I have to say that I love looking at my spam, because it's so funny and obvious. You know, mostly I go like this: "Hmmm, I have an email from Rebecca Turgid titled "You want to please your woman all night long", I think I should open that one!" But lately mine have been coming with really weird titles. Here's a compendium of titles from my bulk mail folder today:
and my favorite, "backwoods clergywoman"
I recently read the memoir "Girl, Interrupted" by Susanna Kaysen. I'm assuming most of you remember the movie with Winona Ryder, and maybe even that it was based on the true story of Kaysen's almost two years in a mental hospital during the 60's, but I saw this in the library and decided to pick it up on a whim. Wow. Kaysen not only chronicals her life inside the asylum (which from what I remember of the movie basically functioned as the plot) but gets to work analyzing our medical and cultural definitions of mental health (and lack thereof), our ways of dealing with deviance, and what it is like for her even now to question what happened to her and what it means. For all that her stories of life inside are frequently funny, entrancing, and fascinating, I feel like the true strength of the book lies in this analysis. Kaysen scrutinizes her medical records, places the definition of her "problem" (borderline personality) within the context of her life and finds it lacking as a critical look at herself.
"My chronic feelings of emphasis and boredom came from the fact that I was living a life based on my incapacities, which were numerous...
"My self-image was not unstable. I saw myself, quite correctly, as unfit for the educational and social systems.
"But my parents and teachers did not share my self-image.

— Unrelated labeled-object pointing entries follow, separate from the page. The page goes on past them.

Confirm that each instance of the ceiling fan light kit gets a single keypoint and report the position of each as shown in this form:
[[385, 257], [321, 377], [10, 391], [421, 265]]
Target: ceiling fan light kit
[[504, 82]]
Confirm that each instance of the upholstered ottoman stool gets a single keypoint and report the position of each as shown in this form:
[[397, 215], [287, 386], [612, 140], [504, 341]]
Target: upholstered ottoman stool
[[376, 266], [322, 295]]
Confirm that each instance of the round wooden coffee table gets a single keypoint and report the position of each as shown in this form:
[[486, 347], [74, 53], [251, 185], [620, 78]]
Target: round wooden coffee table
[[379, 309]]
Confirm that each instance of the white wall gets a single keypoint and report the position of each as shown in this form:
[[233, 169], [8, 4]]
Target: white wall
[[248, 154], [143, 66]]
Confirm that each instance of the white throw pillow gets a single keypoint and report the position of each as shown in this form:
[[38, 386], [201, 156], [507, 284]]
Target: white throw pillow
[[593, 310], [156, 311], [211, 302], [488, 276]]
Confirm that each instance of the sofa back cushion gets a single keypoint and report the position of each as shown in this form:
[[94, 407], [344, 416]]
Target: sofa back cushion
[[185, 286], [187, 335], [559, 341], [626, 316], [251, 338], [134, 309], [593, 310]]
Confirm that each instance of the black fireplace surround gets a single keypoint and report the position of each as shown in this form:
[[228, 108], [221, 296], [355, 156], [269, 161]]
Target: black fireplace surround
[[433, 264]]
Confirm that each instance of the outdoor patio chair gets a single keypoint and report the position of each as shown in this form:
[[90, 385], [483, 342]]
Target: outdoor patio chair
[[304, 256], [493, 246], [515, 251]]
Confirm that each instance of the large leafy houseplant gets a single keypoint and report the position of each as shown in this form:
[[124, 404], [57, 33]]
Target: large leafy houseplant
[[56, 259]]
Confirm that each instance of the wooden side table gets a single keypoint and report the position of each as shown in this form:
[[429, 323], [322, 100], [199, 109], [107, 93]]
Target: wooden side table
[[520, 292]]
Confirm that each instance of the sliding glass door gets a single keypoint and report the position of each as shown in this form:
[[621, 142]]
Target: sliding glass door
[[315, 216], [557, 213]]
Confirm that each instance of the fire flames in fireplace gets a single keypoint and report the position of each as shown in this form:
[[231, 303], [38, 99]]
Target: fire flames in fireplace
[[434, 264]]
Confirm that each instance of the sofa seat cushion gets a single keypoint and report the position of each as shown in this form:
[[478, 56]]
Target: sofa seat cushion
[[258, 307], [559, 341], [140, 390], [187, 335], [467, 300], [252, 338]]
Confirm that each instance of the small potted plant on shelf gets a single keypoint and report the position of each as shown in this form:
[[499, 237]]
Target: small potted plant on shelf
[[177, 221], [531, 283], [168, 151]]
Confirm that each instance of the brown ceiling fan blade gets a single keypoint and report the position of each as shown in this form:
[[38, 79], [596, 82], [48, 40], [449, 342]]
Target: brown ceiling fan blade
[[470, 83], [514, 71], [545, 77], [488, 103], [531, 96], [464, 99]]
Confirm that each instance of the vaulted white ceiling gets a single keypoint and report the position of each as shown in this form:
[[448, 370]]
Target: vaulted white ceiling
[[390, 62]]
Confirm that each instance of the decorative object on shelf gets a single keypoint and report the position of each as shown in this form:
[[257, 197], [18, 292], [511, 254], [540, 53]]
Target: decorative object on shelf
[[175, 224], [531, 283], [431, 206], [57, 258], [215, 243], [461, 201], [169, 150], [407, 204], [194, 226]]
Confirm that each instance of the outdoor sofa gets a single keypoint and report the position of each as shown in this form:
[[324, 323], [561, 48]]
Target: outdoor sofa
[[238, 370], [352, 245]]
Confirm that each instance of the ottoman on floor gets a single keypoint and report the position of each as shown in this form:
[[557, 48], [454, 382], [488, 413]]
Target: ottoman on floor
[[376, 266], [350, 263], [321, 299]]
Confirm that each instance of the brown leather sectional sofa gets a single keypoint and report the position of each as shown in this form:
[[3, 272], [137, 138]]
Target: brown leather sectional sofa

Their image of me was unstable, since it was out of kilter with reality and based on their needs and wishes. They did not put much value on my capacities, which were admittedly few, but genuine."
I got the distinct feeling that Kaysen still ponders this diagnosis and its truths and lies on a regular basis.
The book also contains some very interesting meditations on mind vs. brain in the control of behavior and the ways in which illness is consequently treated (think psychoanalysis vs. hormone therapy), and her personal observations of how she and those around her functioned in contrast to what they "should" act like. Mostly, I took away that craziness is a relative state. Maybe sometimes it's only in the eye of the beholder, a side effect of the lack of tolerance for deviant behavior or even just a desire to protect people from the pull of things outside the norm. (At one point Kaysen speculates that the doctor who sent her to the asylum--after seeing her for twenty minutes--justified his action as saving a young girl from the countercultural influences of the late 60's.)
I'll leave you with Kaysen's summation of her inital statement about mental illness as an alternate world, a place enough outside that you can look in and be frightened or fascinated by the contrast between where you are and where you were.
"Every window on Alcatraz has a view of San Francisco."